褒める時と叱る時の使い分け

query_builder 2025/09/09
優至会からのお知らせ
phonto

「褒める時はみんなの前で、叱る時は1人の時に」
よく耳にする教育の鉄則です。

しかし、私たち優至会では
「ケースバイケース」

を大切にしています。


ときには人前で叱り、ときにはこっそり褒める。


逆に、人前で褒め、こっそり叱ることもあります。

大事なのは“その場の目的と子どもたちの成長にとって最善かどうか”です。



① あえて人前で叱る・注意するケースと目的

•ルール違反をした時
皆に知ってもらうことで「自分も気を付けよう」と思わせ、同じ失敗を防ぐ確率を高める。

•周囲に迷惑をかけているのに気付かない時

例1)みんなを待たせているのに急ぐ素振りがない

例2)忘れ物をして受け取る時にヘラヘラしている

例3)先輩の指導中に下を向いたり、あくびを見せたりする
※あくびは生理現象ですが、「見せない努力」をすることが礼儀に繋がる。

→ 周囲の人たちの不快感から守るために、あえて人前で伝える。

→周囲の不快感が大きい場合は、あえて厳しく伝えることで、周囲の人がフォローする空気を作る

→ 「誰かが裏で頭を下げている」ことを想像する力を育む。



② あえて1人の時にこっそり褒めるケースと目的

•本人が努力や成長を自覚できていない時

•人前で褒めると比較や嫉妬を生む可能性がある時

•小さな成長を拾い上げたい時


→ 「成長してるよ」というメッセージで、自信を静かに積み重ねる。



③ あえて1人の時にこっそり叱るケースと目的

•倫理観の欠如に関わる行動
(例:人を見下す発言、陰での悪口など)

•周囲に知られてしまうと、本人の名誉を著しく損なう行為

→ 公開の場ではなく、個別に伝えることで本人の尊厳を守りながら改善を促す。



④ あえて人前で褒めるケースと目的

•お手本として皆に示したい時

•共有することで、全体に良い影響を与えたい時


→ 人前で褒められた本人は誇らしい気持ちになり、周囲も「自分もそうしたい」と学びを得られる。



優至会での稽古風景エピソード

▶︎ある日、全体稽古で「号令」を担当した小学生がいました。
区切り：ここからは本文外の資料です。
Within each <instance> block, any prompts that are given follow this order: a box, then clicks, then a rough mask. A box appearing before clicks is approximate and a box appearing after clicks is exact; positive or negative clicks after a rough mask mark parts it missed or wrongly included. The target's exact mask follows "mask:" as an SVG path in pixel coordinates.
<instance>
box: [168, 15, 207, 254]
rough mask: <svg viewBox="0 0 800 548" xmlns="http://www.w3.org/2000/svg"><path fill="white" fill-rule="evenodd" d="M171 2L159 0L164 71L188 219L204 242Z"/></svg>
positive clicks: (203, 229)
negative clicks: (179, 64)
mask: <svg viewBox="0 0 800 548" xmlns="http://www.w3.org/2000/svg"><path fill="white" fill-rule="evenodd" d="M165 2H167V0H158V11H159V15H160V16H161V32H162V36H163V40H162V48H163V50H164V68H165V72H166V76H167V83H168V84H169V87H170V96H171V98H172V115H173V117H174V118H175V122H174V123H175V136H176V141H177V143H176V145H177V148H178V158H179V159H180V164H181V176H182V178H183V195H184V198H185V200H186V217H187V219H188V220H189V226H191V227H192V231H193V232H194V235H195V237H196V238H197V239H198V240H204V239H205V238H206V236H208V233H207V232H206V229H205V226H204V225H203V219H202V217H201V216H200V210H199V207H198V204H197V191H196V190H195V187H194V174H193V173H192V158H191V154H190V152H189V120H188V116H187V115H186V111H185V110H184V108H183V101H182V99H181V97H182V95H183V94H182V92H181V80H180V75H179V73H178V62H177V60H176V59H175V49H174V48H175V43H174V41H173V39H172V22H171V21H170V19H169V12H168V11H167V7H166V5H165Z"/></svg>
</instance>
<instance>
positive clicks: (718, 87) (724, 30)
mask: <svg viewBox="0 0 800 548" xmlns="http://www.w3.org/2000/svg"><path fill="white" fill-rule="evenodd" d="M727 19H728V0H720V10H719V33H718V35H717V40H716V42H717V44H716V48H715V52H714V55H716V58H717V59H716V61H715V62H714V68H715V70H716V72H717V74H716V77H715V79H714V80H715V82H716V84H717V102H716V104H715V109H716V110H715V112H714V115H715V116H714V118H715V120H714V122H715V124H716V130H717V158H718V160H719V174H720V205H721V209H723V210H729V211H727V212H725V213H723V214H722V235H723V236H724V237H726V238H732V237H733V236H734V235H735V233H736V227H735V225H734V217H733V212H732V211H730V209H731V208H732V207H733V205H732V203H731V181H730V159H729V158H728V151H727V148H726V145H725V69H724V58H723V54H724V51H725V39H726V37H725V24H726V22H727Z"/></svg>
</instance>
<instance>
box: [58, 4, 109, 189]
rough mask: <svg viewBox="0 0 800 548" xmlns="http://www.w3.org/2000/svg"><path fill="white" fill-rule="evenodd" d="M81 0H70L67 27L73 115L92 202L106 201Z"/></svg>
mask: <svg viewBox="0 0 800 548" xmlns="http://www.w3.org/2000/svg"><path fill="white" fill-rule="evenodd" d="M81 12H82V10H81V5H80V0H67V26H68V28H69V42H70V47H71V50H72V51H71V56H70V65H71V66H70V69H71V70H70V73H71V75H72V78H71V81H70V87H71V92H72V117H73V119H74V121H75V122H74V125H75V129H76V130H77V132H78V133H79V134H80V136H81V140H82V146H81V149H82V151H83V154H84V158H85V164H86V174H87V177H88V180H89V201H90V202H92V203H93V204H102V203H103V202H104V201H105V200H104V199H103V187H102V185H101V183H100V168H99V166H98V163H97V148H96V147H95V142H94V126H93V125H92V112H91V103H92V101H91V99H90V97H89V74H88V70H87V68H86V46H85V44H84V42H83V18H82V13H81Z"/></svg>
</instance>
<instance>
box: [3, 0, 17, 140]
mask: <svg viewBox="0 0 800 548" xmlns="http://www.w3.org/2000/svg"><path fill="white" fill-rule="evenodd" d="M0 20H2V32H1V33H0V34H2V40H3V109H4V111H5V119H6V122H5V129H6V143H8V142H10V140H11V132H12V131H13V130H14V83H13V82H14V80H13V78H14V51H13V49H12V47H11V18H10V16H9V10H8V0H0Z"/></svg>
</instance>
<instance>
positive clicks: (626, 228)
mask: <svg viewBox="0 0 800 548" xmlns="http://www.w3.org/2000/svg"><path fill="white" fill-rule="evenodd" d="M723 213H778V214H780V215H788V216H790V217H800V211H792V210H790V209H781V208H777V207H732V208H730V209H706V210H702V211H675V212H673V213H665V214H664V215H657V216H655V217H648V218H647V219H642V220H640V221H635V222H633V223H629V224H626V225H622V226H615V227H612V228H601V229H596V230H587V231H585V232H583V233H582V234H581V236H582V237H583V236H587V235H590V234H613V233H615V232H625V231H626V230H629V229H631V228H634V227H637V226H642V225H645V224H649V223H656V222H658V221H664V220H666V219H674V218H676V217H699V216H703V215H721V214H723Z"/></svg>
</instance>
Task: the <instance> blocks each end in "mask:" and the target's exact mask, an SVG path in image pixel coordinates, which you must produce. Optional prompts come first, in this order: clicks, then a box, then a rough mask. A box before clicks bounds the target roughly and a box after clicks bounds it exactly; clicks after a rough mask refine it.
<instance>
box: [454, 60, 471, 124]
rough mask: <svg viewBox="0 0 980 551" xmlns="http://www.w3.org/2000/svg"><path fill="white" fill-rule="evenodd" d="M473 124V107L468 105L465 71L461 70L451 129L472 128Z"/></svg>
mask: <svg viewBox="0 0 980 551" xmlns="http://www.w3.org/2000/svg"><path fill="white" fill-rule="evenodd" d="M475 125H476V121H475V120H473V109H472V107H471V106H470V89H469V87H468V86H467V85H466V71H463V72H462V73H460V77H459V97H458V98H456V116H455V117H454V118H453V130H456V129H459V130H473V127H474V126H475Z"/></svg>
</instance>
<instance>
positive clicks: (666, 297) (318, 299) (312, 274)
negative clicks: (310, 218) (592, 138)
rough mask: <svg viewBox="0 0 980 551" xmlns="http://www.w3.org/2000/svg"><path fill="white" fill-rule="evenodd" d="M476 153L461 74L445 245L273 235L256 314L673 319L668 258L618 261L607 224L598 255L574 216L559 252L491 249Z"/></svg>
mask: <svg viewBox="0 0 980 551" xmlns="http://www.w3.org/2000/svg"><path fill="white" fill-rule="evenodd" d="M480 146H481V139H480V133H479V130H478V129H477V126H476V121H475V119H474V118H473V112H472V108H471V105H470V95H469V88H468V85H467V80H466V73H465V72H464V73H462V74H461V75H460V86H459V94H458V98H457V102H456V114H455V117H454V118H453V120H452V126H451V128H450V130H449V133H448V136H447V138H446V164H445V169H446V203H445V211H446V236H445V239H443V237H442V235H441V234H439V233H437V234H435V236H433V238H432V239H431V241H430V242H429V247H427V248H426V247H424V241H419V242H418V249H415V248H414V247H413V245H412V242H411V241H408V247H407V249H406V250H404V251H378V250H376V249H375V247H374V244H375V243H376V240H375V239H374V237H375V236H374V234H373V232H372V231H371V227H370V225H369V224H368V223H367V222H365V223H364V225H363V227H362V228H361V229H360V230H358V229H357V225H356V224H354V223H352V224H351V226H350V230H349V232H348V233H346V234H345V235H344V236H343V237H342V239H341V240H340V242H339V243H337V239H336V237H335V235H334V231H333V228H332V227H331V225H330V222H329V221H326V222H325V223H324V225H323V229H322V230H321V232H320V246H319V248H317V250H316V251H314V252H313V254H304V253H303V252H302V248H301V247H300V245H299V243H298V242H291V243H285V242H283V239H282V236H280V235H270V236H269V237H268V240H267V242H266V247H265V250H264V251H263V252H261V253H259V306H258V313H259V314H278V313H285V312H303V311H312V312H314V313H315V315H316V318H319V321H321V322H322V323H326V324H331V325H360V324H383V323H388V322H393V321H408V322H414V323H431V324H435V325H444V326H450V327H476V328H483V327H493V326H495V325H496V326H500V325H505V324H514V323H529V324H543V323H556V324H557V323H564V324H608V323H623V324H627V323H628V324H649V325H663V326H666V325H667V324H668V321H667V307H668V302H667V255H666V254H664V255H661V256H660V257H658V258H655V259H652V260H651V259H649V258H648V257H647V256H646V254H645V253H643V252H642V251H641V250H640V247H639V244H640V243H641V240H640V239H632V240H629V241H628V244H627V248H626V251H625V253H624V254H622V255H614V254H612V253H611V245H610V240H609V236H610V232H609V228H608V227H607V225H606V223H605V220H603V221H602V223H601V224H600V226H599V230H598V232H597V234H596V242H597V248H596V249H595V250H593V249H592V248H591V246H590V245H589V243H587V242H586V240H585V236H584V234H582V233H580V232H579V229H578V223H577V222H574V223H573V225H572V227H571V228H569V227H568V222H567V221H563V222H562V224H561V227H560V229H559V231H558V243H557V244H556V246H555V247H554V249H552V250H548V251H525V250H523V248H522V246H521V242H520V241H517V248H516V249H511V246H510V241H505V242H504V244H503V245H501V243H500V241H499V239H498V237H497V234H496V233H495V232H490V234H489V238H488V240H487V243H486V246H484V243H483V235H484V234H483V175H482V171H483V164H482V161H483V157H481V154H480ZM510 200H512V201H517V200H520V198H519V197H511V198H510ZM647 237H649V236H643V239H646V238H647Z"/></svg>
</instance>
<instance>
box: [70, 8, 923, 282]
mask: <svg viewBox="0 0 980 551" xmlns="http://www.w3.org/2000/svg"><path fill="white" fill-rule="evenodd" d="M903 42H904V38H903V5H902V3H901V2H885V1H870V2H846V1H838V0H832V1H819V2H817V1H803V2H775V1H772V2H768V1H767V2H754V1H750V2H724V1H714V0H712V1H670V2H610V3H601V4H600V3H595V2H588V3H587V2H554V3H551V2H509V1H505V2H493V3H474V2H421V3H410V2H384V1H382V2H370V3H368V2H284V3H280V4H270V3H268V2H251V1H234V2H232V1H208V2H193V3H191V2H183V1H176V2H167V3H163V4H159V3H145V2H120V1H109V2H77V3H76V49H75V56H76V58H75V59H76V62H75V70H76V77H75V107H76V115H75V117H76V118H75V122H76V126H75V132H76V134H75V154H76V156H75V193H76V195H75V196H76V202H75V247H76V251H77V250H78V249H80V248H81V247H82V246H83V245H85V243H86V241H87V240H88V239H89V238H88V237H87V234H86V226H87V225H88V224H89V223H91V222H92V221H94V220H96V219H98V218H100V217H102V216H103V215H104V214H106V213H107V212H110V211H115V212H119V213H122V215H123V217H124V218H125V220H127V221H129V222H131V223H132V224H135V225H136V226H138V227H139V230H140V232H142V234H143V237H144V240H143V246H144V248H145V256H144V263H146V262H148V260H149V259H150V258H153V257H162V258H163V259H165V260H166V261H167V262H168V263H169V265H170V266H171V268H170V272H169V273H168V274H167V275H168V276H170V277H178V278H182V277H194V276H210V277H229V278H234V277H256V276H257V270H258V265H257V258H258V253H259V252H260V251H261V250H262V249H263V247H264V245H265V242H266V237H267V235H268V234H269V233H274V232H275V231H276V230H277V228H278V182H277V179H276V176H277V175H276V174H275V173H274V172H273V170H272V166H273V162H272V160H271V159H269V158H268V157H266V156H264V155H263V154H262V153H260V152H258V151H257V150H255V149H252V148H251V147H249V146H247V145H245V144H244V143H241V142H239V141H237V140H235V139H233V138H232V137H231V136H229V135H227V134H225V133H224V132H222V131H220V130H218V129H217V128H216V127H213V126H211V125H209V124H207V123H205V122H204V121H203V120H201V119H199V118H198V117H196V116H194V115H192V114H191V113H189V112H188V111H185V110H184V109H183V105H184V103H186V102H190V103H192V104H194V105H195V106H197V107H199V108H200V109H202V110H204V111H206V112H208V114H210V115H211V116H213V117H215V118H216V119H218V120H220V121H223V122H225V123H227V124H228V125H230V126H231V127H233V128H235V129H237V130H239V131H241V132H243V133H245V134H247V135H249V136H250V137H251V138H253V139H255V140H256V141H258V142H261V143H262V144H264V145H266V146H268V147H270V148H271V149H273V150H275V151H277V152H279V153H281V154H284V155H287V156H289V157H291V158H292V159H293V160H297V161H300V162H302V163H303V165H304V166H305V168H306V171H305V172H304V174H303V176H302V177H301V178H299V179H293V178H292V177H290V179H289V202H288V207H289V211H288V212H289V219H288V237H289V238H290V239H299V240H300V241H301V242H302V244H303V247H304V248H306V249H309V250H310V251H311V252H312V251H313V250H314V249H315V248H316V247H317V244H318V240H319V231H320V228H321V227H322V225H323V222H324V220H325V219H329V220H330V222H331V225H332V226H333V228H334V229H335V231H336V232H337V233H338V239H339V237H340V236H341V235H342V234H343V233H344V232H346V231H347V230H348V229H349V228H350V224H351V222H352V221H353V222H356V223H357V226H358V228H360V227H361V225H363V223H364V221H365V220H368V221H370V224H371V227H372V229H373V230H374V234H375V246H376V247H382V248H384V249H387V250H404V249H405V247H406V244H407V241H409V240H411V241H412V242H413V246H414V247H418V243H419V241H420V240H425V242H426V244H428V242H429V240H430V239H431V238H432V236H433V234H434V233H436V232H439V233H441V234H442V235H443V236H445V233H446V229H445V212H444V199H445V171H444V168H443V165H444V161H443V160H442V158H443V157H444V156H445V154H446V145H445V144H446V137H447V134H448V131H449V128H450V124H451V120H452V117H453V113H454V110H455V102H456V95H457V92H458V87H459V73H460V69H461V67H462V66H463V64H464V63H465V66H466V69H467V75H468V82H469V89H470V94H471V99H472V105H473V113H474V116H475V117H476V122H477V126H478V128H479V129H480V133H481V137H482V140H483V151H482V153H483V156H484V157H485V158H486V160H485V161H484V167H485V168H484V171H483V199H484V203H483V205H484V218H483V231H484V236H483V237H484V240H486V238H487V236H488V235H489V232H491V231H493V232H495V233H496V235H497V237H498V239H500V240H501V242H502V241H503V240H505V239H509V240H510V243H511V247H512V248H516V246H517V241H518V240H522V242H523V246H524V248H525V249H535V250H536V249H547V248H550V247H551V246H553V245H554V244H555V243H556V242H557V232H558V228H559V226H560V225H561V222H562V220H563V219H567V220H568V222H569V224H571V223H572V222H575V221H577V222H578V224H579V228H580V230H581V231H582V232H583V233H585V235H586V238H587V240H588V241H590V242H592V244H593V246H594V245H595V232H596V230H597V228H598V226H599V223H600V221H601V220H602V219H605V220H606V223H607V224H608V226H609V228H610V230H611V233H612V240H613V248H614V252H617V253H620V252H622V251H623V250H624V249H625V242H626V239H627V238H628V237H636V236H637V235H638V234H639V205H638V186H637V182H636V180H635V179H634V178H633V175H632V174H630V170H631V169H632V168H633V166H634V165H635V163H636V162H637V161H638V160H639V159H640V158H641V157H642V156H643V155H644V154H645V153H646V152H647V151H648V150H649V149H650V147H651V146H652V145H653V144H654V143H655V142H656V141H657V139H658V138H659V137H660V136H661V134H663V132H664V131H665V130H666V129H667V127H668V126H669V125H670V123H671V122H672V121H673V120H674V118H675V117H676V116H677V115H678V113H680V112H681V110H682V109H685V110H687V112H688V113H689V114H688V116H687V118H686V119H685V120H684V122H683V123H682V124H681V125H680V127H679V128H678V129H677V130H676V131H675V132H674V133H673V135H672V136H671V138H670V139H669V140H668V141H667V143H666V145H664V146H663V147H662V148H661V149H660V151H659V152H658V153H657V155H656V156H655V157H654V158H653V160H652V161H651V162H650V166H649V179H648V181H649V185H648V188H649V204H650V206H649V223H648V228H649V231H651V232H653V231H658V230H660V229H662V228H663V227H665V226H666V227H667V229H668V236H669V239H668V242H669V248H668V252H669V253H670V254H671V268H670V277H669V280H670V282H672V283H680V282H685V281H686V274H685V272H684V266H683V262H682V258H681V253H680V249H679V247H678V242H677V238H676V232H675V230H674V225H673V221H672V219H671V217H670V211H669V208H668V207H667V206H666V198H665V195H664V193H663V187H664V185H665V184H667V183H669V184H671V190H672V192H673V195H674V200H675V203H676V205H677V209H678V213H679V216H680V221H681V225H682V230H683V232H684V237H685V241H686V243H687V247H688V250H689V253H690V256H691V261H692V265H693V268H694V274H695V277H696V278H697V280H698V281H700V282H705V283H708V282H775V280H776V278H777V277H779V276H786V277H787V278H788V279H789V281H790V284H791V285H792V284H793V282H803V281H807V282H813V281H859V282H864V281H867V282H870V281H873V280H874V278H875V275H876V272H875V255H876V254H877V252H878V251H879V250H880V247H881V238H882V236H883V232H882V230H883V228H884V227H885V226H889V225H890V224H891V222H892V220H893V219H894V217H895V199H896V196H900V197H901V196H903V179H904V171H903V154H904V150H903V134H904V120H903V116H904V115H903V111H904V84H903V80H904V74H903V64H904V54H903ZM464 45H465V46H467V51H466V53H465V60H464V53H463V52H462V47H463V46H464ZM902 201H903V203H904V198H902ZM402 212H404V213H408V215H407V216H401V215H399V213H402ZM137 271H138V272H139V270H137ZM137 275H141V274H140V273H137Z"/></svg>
声が小さく、皆が揃わずに何度もやり直し。しかし覚悟を決め、大きな声と堂々とした姿勢でやり切りました。

その瞬間、道場内がピタッと整列し、空気が引き締まったのです。

「今の姿勢はみんなのお手本になる!」

子どもたちの表情が誇らしく輝き、中には感動して泣いている親御さんもいました。

▶︎一方で、別の日。
ある上級生が指導中に後輩に乱暴な言葉を使ったことがありました。これは全員の前で指摘すると名誉を傷つける行為でしたので、練習後に二人だけで話しました。
「◯◯の影響力は大きいからこそ、言葉の重みを考えなきゃダメだぞ。ちゃんと後輩にも筋を通して謝り、今後気をつけるように」と伝えると、真剣に頷き、その後の態度が変わっていきました。



終わりに
優至会代表師範「直樹先生」は

物事への評価には

・期待以上
・期待通り
・期待外れ


の三通りしかないと常々伝えております。

期待値が高くなると、周囲から見ると羨ましくも感じますが、その分ハードルも高くなり、本人はプレッシャーのなか自分を磨いていくことで「基準値」が上がります。


逆に期待値が高くない時こそ
「評価してもらえてない」と嘆くのではなく
「期待以上」のハードルが低いため成長のチャンスでもあるのです!

“どんな時でも前向きに”

優至会では「褒める」も「叱る」という
正解のない対応も

感情ではなく武道教育の手段です。

「マニュアル通り」の指導ではなく

「(成長という)結果が出れば正解」

を肝に銘じ
状況に応じて人前・個別を使い分けることで、本人の成長と周囲の雰囲気を同時に守ります。

叱るのも褒めるのも、子どもたちが立派な人間へと育っていくため。

これも
私たち優至会の武道教育コンセプトです。